These findings align with an academic research trajectory focused on evaluating the role of RES in gross final energy consumption. However, these results cannot be directly extrapolated from the existing body of research, as the authors concentrated on different research questions concerning RE. Specifically, the analyses primarily addressed the following:
  • The disparities among EU member states concerning two categories of indicators are examined: (1) those reflecting changes in end-user energy demand, including considerations of energy derived from renewable sources; and (2) those associated with the security of raw material supplies, specifically, energy dependency indicators segmented by primary energy sources and the overall energy efficiency metric.

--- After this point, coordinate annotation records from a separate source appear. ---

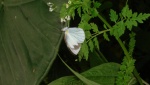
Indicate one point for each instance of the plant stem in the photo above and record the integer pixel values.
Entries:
(124, 49)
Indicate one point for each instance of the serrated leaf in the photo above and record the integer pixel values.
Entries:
(94, 27)
(106, 36)
(27, 47)
(113, 16)
(132, 43)
(128, 24)
(129, 14)
(96, 43)
(125, 11)
(105, 26)
(91, 45)
(142, 17)
(94, 12)
(118, 29)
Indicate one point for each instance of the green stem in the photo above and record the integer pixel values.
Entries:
(123, 48)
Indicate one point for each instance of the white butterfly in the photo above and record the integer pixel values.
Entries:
(73, 38)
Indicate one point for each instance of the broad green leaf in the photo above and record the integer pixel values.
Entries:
(96, 43)
(113, 16)
(125, 11)
(27, 47)
(106, 36)
(103, 74)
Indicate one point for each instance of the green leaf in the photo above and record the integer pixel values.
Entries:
(132, 43)
(94, 12)
(105, 26)
(103, 74)
(85, 26)
(118, 29)
(96, 4)
(113, 16)
(87, 34)
(27, 49)
(96, 43)
(142, 17)
(94, 27)
(106, 36)
(85, 17)
(125, 11)
(91, 45)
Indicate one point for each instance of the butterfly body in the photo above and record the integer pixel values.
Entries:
(73, 38)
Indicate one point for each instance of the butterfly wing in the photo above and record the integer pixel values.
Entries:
(73, 38)
(76, 49)
(77, 33)
(70, 40)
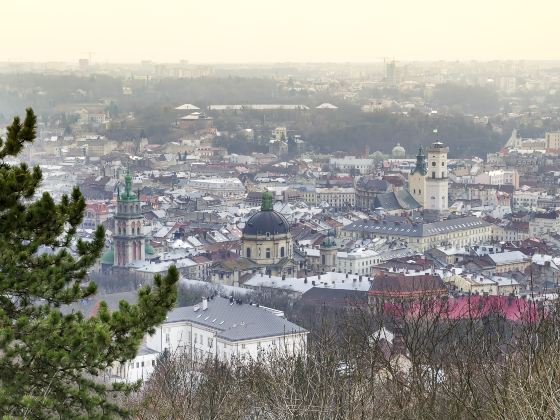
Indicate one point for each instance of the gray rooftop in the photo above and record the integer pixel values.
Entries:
(235, 322)
(403, 227)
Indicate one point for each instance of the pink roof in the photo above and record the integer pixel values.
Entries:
(472, 307)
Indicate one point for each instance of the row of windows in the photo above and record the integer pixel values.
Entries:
(140, 364)
(268, 253)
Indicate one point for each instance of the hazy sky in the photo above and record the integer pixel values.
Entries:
(278, 30)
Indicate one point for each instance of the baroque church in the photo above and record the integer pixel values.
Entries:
(129, 241)
(428, 181)
(266, 247)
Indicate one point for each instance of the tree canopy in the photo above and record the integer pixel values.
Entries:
(50, 355)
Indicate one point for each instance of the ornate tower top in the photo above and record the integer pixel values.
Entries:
(128, 194)
(421, 165)
(266, 204)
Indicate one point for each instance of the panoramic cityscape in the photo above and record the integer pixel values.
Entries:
(237, 222)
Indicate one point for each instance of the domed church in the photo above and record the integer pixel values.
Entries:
(266, 237)
(266, 247)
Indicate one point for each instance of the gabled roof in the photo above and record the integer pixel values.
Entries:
(187, 107)
(236, 322)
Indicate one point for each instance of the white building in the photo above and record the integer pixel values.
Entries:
(223, 329)
(348, 163)
(526, 200)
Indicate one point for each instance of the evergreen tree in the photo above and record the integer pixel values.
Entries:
(49, 358)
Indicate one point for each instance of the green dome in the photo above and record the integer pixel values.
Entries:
(108, 257)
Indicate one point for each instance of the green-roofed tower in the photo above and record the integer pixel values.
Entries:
(129, 240)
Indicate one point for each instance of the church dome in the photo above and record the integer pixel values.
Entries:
(398, 151)
(266, 220)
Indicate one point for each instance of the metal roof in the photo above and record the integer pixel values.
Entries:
(404, 227)
(235, 322)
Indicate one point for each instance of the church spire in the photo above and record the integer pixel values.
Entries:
(266, 204)
(421, 165)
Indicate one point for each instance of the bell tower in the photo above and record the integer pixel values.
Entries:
(417, 178)
(436, 198)
(129, 240)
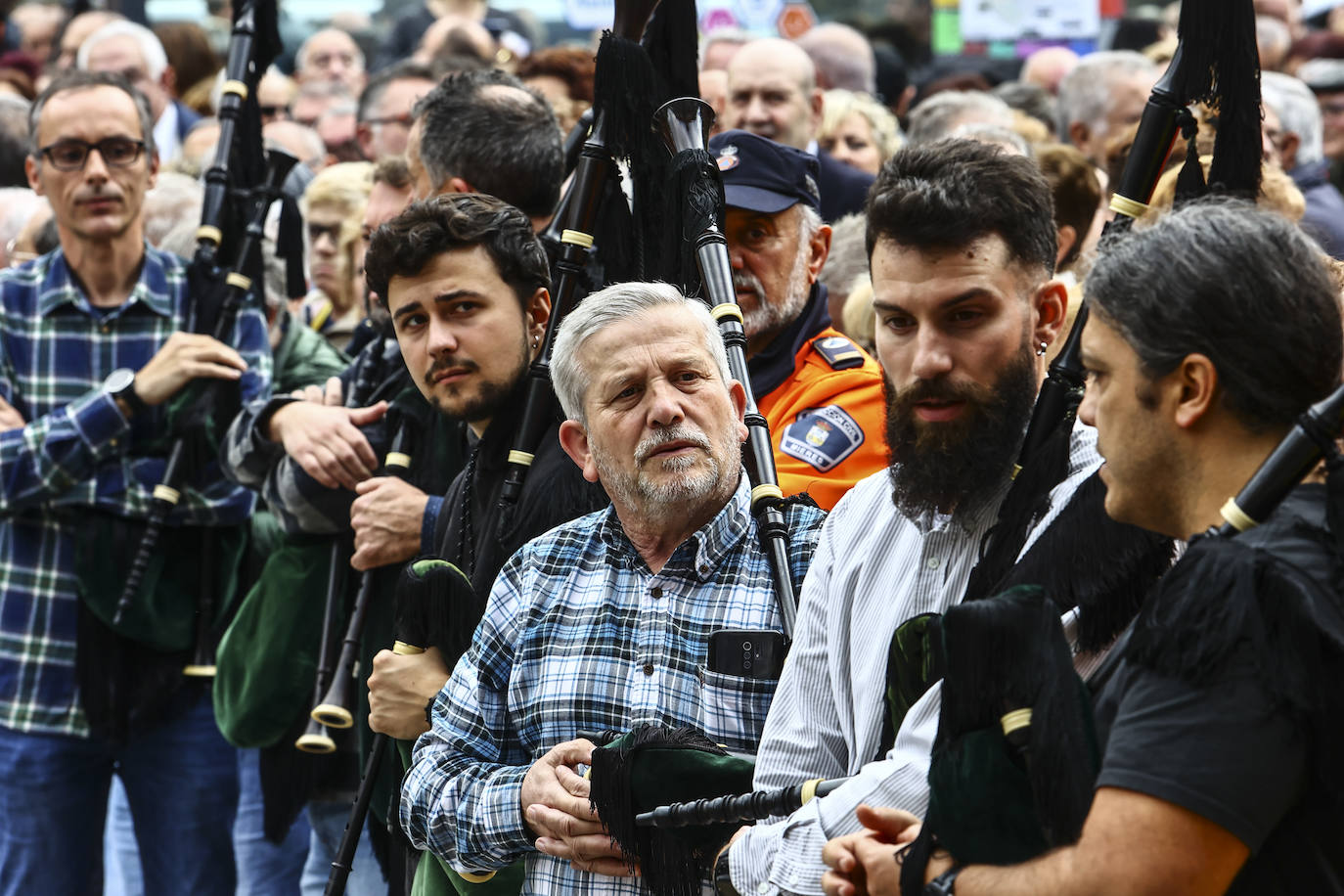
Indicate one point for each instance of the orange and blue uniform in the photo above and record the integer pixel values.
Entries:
(823, 399)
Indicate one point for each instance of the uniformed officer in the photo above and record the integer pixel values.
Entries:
(820, 392)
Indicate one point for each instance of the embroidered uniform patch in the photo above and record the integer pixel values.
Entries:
(839, 352)
(822, 437)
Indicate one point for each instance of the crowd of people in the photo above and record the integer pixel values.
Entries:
(910, 240)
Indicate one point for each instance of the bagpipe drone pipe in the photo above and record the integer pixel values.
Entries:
(425, 598)
(1015, 755)
(577, 215)
(654, 765)
(240, 190)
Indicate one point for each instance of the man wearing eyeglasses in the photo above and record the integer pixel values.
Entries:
(384, 109)
(92, 348)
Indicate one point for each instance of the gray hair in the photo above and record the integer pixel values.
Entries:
(995, 136)
(613, 305)
(1273, 35)
(725, 35)
(848, 255)
(78, 79)
(944, 112)
(1297, 111)
(843, 57)
(17, 207)
(151, 49)
(173, 201)
(1243, 287)
(1085, 92)
(301, 55)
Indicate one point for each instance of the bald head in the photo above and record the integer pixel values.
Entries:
(331, 55)
(773, 93)
(78, 29)
(1048, 67)
(843, 58)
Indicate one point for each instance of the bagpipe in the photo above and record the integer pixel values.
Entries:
(316, 738)
(594, 171)
(240, 190)
(1015, 755)
(685, 126)
(425, 594)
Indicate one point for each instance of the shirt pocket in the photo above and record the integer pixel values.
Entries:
(734, 707)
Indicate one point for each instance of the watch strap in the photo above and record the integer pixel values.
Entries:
(722, 874)
(944, 884)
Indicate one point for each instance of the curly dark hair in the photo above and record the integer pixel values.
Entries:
(403, 246)
(951, 193)
(575, 66)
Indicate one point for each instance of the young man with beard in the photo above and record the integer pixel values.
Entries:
(604, 622)
(820, 394)
(1210, 334)
(467, 284)
(962, 244)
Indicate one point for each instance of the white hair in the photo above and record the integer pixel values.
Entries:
(17, 207)
(843, 55)
(613, 305)
(175, 199)
(942, 113)
(1297, 111)
(1085, 92)
(151, 49)
(301, 55)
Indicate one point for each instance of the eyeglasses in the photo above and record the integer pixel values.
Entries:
(17, 256)
(406, 121)
(316, 231)
(71, 155)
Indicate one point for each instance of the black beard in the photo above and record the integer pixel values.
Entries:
(940, 467)
(492, 396)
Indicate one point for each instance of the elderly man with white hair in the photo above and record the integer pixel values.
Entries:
(606, 622)
(1103, 94)
(331, 55)
(135, 53)
(773, 93)
(1292, 135)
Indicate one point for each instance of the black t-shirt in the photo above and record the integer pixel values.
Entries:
(1226, 751)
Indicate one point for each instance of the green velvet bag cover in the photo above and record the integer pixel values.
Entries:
(980, 801)
(653, 766)
(913, 665)
(162, 612)
(268, 657)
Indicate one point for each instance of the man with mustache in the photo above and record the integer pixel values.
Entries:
(93, 345)
(605, 622)
(1218, 722)
(820, 392)
(962, 247)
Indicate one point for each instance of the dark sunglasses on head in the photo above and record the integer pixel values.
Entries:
(317, 231)
(71, 155)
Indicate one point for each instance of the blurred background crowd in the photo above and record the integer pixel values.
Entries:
(1064, 89)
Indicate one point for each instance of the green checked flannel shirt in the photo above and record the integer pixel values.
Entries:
(78, 452)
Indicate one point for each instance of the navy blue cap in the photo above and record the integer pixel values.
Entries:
(764, 176)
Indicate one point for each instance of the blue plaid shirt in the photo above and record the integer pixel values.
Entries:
(77, 452)
(579, 636)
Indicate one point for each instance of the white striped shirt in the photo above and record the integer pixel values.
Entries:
(874, 568)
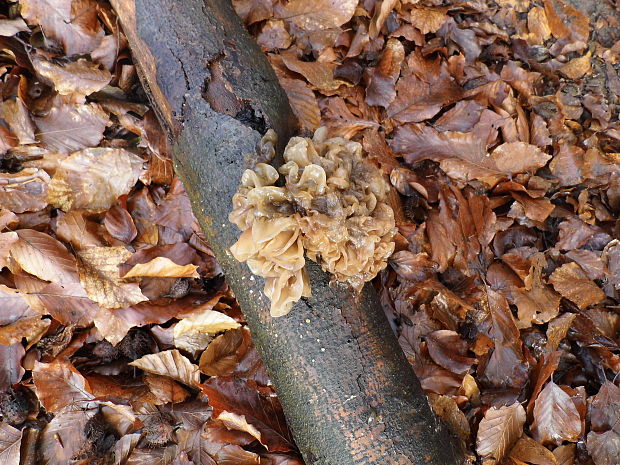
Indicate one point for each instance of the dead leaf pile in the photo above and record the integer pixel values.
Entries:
(497, 125)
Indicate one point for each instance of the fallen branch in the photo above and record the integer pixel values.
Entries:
(347, 390)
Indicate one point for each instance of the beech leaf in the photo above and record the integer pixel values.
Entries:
(94, 179)
(556, 418)
(43, 256)
(499, 430)
(99, 274)
(171, 364)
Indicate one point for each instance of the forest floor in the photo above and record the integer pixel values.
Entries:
(496, 123)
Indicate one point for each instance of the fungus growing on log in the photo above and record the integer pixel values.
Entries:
(332, 207)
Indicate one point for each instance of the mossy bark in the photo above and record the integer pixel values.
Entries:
(347, 390)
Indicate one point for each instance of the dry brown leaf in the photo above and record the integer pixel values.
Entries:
(316, 15)
(30, 328)
(7, 240)
(220, 356)
(10, 27)
(303, 102)
(45, 257)
(80, 77)
(99, 274)
(381, 12)
(68, 127)
(71, 23)
(577, 67)
(12, 370)
(171, 364)
(65, 436)
(238, 422)
(604, 448)
(59, 385)
(10, 443)
(445, 407)
(93, 179)
(195, 332)
(317, 73)
(111, 326)
(380, 89)
(499, 430)
(166, 390)
(428, 19)
(556, 418)
(120, 224)
(16, 115)
(463, 155)
(573, 283)
(25, 190)
(530, 451)
(163, 267)
(74, 227)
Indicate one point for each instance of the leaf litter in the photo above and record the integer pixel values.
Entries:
(497, 125)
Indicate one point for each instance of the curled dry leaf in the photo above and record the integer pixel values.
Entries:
(11, 371)
(499, 430)
(119, 224)
(163, 267)
(166, 390)
(10, 443)
(99, 274)
(64, 436)
(604, 448)
(529, 451)
(43, 256)
(171, 364)
(238, 422)
(30, 328)
(195, 332)
(573, 283)
(25, 190)
(80, 77)
(556, 418)
(59, 385)
(94, 179)
(71, 23)
(74, 227)
(220, 356)
(16, 115)
(68, 127)
(303, 102)
(317, 15)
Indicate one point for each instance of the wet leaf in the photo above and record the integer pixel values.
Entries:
(571, 281)
(60, 385)
(499, 430)
(10, 442)
(556, 418)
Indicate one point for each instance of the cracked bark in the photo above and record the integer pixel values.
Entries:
(347, 390)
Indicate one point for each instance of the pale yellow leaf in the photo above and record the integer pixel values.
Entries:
(94, 178)
(163, 267)
(43, 256)
(194, 333)
(99, 274)
(172, 364)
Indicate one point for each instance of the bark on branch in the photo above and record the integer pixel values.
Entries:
(346, 388)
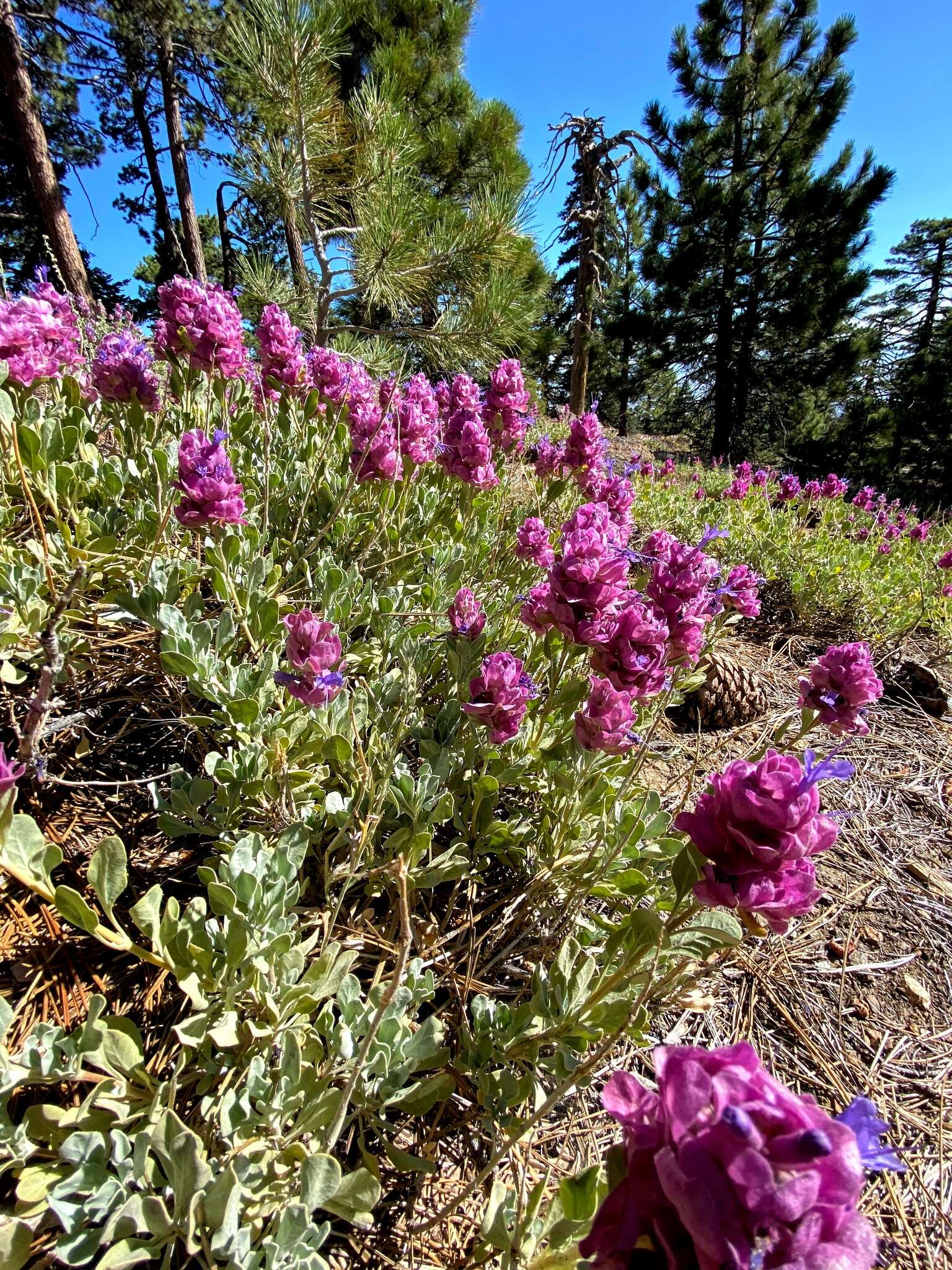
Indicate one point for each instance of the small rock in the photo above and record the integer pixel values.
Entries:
(917, 992)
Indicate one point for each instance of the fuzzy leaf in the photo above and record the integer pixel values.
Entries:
(71, 906)
(320, 1179)
(107, 871)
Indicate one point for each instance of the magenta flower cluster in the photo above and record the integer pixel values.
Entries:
(328, 374)
(589, 575)
(466, 615)
(758, 826)
(532, 543)
(211, 494)
(507, 404)
(201, 324)
(632, 649)
(375, 451)
(280, 347)
(122, 370)
(586, 450)
(726, 1168)
(681, 588)
(467, 450)
(840, 685)
(40, 337)
(418, 413)
(312, 647)
(499, 696)
(607, 719)
(9, 773)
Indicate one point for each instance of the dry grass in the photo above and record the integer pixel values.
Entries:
(829, 1006)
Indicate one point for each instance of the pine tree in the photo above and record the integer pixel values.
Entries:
(754, 252)
(41, 138)
(442, 276)
(917, 287)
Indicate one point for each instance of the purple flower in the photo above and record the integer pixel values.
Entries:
(507, 404)
(550, 459)
(466, 614)
(840, 683)
(283, 362)
(532, 543)
(375, 454)
(418, 413)
(681, 590)
(9, 773)
(312, 644)
(591, 573)
(499, 695)
(211, 494)
(742, 591)
(606, 722)
(863, 1118)
(201, 323)
(328, 373)
(467, 450)
(753, 825)
(619, 494)
(726, 1168)
(312, 648)
(314, 690)
(122, 370)
(38, 337)
(632, 651)
(586, 448)
(788, 489)
(535, 609)
(738, 489)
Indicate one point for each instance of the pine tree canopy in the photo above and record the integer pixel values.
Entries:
(754, 246)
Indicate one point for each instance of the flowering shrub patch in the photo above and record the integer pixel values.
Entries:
(860, 558)
(425, 666)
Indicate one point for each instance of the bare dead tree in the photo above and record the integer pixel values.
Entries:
(598, 162)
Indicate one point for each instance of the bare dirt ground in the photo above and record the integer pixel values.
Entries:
(855, 1000)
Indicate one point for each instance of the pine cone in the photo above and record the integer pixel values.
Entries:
(731, 695)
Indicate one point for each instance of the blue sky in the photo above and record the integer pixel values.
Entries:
(546, 58)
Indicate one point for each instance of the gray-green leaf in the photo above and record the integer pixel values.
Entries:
(107, 871)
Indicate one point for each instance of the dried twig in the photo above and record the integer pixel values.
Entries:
(398, 869)
(40, 705)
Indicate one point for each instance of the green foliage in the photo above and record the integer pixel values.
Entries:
(753, 257)
(307, 1070)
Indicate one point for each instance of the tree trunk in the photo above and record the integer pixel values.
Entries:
(227, 251)
(725, 365)
(933, 301)
(752, 313)
(625, 385)
(31, 138)
(582, 333)
(296, 251)
(195, 257)
(169, 246)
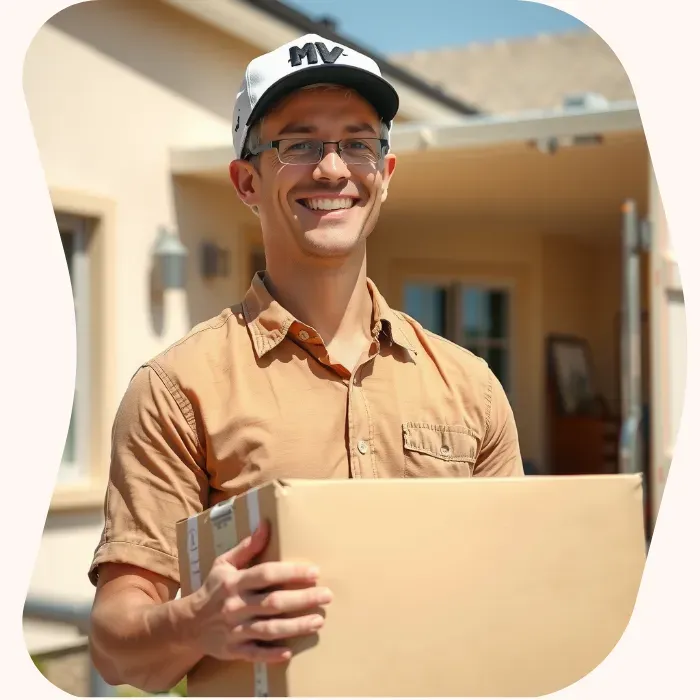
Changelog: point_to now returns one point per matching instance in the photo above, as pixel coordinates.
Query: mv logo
(310, 52)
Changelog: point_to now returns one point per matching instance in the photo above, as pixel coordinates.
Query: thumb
(249, 548)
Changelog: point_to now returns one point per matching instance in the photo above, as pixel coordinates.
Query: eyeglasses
(311, 151)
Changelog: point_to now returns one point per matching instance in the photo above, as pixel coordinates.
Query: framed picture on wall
(571, 371)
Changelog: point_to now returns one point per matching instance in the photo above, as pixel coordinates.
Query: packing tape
(260, 671)
(193, 553)
(223, 527)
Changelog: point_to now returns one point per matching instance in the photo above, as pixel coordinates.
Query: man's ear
(389, 167)
(246, 180)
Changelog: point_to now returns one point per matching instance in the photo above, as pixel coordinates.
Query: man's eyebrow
(298, 128)
(301, 128)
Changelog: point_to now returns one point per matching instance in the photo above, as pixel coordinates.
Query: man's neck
(332, 299)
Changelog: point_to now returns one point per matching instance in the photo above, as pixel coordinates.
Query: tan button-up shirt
(252, 395)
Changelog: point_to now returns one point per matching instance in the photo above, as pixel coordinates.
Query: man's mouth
(328, 203)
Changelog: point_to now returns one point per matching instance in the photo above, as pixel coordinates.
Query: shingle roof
(389, 69)
(534, 73)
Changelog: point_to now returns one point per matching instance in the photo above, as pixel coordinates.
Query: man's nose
(331, 166)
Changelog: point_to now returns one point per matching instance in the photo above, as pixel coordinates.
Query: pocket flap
(452, 443)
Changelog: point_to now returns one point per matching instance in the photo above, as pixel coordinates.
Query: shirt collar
(269, 322)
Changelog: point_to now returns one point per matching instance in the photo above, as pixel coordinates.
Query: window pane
(70, 455)
(497, 305)
(474, 320)
(427, 304)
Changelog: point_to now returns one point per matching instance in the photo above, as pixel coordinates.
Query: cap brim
(377, 91)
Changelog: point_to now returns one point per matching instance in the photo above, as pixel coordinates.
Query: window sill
(74, 498)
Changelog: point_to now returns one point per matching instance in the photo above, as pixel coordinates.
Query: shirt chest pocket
(434, 450)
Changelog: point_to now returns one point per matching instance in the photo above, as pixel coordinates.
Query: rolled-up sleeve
(500, 452)
(157, 476)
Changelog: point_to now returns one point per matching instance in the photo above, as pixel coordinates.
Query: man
(312, 375)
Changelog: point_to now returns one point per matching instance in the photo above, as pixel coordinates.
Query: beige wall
(111, 87)
(562, 284)
(400, 250)
(582, 296)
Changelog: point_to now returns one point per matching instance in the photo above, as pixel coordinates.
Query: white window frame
(454, 311)
(79, 472)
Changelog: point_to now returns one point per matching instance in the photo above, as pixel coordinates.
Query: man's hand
(246, 613)
(141, 635)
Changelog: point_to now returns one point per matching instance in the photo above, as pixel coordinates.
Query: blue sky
(390, 26)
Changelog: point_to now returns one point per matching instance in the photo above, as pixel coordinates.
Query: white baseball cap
(305, 61)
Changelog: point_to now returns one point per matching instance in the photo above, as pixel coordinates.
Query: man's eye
(299, 146)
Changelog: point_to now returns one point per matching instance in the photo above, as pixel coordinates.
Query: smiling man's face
(326, 210)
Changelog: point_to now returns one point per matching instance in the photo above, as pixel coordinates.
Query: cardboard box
(442, 587)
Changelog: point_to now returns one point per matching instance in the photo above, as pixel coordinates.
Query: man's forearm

The analysis revealed no statistically significant correlation between the level of sustainable energy consumption and either energy efficiency or reliance on energy imports. Conversely, a statistically significant correlation was identified between the dependency of crude oil and petroleum products on energy imports and primary energy consumption. Additionally, a notable positive correlation was observed between the share of renewable energy in gross final energy consumption and the overall dependency on energy imports [86].
  • Identification of the determinants that significantly influence the share of total RES in the individual voivodeships of Poland within the context of the country’s overall electric energy consumption. Through qualitative analysis covering the years 2005–2019, a negative correlation was established between energy consumption levels and the proportion of renewable energy sources in the total energy production. Conversely, regarding the expenditures allocated to research and development activities as well as the total investments in environmental protection and water management, no statistically significant impact on the development of RES was observed [87].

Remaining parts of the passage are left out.